Don’t open the balcony unless you are sitting there you need to know where your kids are at all
times on a cruise ship.

ForeverPombear · 13/08/2025 11:16

I think the big problem you've got it your DH doesn't agree with you. It's not a case of he can't stand up to his Mum - it's he agrees with her rather than you or just doesn't agree with you and thinks it's not a big deal.

I agree with what others have said - pick your battles. Let your daughter choose what she wants to wear but I'd definitely be saying no to opening up the balconies.
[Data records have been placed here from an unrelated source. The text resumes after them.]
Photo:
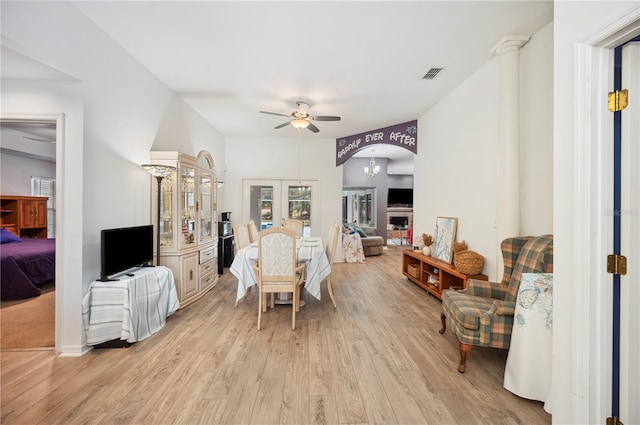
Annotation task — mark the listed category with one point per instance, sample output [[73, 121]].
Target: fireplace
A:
[[399, 221]]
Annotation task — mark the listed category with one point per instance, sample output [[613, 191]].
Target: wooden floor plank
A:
[[377, 358]]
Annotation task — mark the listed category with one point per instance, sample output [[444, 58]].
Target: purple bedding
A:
[[26, 264]]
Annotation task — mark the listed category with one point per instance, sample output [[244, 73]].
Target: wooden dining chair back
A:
[[241, 236], [330, 251], [277, 269], [253, 231], [295, 225]]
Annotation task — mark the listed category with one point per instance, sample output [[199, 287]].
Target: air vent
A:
[[432, 73]]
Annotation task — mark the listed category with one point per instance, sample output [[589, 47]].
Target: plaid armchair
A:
[[482, 313]]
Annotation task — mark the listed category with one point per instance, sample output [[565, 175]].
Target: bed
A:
[[24, 264]]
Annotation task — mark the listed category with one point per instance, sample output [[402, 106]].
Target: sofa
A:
[[371, 245]]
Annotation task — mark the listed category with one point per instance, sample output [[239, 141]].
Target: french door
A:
[[269, 202]]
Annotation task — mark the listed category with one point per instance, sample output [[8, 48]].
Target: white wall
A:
[[456, 167], [127, 113], [536, 134], [277, 158]]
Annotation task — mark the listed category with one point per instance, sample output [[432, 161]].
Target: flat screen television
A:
[[125, 248], [400, 197]]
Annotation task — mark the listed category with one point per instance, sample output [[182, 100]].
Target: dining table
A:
[[309, 250]]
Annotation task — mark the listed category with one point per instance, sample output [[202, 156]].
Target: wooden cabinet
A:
[[188, 222], [25, 216], [434, 275]]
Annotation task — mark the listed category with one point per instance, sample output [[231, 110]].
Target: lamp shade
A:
[[300, 123], [158, 170]]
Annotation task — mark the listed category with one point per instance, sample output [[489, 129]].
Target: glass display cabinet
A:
[[188, 219]]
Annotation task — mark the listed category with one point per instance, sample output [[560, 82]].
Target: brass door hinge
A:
[[617, 264], [618, 100]]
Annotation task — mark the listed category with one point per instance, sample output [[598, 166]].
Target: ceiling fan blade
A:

WatchingTVagain · 13/08/2025 11:17

Email booking company to see if your cabin can be changed to a different one away from the other 2. Don't mention doing this to your MIL or DH.
If not and your MIL manages to get the cabin steward to unlock balcony just have a quiet word with steward (again, don't try and convince MIL or DH) to get it locked again and stress that it must remain locked for safety.
Go with past suggestions of taking children to an activity but will join them for lunch/dinner.
Allow daughter to choose clothes but be prepared to back her if there's nothing she wants to wear from MIL collection whilst also going along with her choice if she does.
Vallium!
Alcohol!
In future, you are always busy.

theresnolimits · 13/08/2025 11:17

I’m sorry you’re feeling stressed about this. But you know there are issues, so if I were you I’d just let them wash over me. To be honest, we go on holiday with really dear, close friends and we still annoy the hell out of each other at times. Actually DH can get on my wick at times too! There’s an inbuilt stress level in holidays.
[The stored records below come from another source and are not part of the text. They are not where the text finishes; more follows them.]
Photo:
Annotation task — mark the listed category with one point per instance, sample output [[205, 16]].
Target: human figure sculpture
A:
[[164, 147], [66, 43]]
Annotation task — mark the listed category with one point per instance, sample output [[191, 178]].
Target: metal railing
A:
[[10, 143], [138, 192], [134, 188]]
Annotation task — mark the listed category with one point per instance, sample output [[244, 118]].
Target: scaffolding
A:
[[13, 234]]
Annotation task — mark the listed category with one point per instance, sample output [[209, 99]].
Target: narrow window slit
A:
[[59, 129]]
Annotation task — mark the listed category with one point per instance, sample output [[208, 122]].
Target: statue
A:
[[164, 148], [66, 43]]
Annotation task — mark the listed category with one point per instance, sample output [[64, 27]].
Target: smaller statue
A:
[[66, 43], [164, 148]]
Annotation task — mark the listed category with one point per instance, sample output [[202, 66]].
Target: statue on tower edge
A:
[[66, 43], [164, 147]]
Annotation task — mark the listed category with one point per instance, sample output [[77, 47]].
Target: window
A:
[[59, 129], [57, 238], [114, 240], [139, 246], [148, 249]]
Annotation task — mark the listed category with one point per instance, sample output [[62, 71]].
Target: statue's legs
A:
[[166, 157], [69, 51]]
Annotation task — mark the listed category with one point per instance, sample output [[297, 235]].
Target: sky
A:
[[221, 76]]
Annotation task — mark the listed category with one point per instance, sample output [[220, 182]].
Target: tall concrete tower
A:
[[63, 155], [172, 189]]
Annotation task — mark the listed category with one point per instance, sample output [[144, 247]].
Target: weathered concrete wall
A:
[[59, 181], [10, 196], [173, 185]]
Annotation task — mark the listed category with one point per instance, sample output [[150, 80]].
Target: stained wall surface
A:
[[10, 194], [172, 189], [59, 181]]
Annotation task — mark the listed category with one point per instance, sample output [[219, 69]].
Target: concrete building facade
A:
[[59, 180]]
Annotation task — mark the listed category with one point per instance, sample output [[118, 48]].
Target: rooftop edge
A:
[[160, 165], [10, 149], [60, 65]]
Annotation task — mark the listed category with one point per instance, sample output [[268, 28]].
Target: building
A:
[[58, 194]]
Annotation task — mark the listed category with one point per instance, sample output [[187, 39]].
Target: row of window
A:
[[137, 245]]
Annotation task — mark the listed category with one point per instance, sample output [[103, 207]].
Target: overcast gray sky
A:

I couldn’t get upset about the dresses unless DD hated it. Could be cute? I’d listen to suggestions, evaluate them fairly and then either opt in or out. If DH is so keen, let him take the kids whilst you take a break? Obs the opening the balconies thing is insane and I’d just make a joke of it and say ‘ no one wants to see me first thing in the morning’.

Go determined not to take offence. My MIL was difficult but I dealt with it by shrugging things off, laughing at the insults (‘I can’t believe you said that MIL - it’s so rude’) and realising it was my DH’s mum - if she’d made the man I love, she couldn’t be all bad.
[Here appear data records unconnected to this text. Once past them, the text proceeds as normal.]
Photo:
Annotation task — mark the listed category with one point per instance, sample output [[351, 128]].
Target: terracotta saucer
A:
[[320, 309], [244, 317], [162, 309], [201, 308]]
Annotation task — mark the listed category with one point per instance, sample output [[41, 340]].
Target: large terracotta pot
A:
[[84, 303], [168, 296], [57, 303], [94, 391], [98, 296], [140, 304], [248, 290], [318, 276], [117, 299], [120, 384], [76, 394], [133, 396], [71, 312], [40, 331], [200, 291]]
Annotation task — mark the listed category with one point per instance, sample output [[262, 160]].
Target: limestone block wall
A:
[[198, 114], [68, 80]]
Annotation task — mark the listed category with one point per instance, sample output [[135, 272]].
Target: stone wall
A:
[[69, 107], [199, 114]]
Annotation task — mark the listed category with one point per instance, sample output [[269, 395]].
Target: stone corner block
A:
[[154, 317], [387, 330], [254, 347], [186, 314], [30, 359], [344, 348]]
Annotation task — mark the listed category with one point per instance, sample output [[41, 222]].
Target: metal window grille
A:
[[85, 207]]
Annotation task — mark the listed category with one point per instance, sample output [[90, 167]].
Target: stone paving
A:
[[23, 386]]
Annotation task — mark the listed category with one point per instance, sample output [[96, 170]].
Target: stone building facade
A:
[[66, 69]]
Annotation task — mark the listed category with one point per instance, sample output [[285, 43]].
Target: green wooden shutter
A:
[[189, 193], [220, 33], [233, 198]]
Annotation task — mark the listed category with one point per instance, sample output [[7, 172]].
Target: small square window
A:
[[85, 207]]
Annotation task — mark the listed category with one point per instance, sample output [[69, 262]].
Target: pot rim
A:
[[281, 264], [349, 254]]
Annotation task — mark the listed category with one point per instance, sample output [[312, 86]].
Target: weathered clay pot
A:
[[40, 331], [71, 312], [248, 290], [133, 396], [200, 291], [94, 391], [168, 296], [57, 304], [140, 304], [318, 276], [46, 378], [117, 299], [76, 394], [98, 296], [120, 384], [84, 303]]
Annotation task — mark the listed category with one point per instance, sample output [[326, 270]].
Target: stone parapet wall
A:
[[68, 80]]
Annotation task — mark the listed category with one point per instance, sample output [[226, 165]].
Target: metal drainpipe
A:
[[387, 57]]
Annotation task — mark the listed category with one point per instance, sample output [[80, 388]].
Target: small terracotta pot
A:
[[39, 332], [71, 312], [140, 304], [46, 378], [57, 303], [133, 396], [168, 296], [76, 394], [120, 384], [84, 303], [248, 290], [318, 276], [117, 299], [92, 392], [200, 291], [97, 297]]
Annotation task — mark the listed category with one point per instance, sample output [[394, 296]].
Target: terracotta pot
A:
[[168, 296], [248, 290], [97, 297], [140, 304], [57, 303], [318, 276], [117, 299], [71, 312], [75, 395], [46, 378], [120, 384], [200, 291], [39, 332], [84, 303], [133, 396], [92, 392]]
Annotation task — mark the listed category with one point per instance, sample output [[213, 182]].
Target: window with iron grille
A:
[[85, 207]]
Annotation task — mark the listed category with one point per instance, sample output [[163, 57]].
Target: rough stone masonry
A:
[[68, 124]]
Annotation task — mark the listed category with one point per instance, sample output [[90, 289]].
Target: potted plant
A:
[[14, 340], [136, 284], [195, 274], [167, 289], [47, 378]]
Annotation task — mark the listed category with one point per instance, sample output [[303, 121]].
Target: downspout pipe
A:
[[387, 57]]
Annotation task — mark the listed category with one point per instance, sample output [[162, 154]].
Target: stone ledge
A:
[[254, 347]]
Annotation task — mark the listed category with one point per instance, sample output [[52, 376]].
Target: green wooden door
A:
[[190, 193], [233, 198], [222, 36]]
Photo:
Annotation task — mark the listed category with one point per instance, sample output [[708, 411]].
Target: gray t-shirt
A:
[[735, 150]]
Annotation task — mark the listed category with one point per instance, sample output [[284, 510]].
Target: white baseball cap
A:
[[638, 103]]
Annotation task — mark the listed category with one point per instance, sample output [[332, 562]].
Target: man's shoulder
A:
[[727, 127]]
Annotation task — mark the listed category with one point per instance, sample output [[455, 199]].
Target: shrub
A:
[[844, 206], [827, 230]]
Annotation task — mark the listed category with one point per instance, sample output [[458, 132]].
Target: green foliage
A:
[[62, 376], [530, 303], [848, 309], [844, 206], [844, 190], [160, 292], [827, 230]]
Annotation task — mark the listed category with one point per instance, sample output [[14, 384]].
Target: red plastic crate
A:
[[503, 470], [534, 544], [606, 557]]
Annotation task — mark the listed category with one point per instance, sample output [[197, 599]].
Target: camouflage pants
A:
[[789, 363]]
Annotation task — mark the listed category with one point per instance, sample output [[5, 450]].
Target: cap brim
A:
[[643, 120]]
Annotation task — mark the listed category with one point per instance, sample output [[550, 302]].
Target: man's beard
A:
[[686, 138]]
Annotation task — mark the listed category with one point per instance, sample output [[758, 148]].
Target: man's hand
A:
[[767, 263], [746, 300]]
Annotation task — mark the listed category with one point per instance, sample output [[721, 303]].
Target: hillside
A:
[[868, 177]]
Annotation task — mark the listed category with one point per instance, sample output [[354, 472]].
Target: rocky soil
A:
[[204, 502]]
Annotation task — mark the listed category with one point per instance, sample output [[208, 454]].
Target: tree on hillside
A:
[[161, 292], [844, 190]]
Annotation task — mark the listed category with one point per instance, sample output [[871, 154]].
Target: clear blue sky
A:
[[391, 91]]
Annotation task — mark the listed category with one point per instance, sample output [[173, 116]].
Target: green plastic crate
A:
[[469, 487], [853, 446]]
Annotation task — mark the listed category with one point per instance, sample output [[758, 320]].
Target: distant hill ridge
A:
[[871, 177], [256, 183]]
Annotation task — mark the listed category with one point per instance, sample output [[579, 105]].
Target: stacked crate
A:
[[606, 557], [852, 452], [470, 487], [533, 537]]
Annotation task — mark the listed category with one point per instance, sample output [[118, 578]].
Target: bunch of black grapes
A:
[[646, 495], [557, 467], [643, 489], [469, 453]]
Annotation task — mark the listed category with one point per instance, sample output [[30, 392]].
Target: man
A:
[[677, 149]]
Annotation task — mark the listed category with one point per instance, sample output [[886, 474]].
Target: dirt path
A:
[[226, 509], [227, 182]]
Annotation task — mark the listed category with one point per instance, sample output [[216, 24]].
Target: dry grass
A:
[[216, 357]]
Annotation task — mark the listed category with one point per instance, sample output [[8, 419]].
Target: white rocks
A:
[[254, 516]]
oncemoreuntothebeachdearfriends · 13/08/2025 11:19

I have a picture in my mind of MIL trying to climb over a closed balcony screen, but not quite making it ..........

Samsung37 · 13/08/2025 11:21

Christ. She sounds insufferable. Don’t agree to another family holiday with her. I certainly wouldn’t.

Beachtastic · 13/08/2025 11:25

CloudPop · 13/08/2025 10:19

I’d suggest you make maximum
use of the free bar, see if you can get hold of Diazepam. Sounds like a bloody nightmare

Agree. "Wake me up when it's all over" 🫣😣

Cowparsley1 · 13/08/2025 11:25

this sounds awful!

ReadingSoManyThreads · 13/08/2025 11:27

Just chuck her overboard on the first day.

anyolddinosaur · 13/08/2025 11:27

Just been checking and apparently only some balconies can be opened. Promise the steward a big tip if yours is one that cant be opened.

Lennonjingles · 13/08/2025 11:29

We done quite a few cruises with family, yes we open up balcony dividing doors, but you can still lock the cabin sliding door and close the curtains, we tell relatives to use the cabin phone to call first, it’s free. Have you booked any excursions I would just for your family in the daytime that you know your MIL cannot do. We sit down and decide between us what we are going to do at each port. Are your DC intending going to the kids clubs, that way you should get some alone time, maybe tell anyone that you are going to the gym and go and do what you like.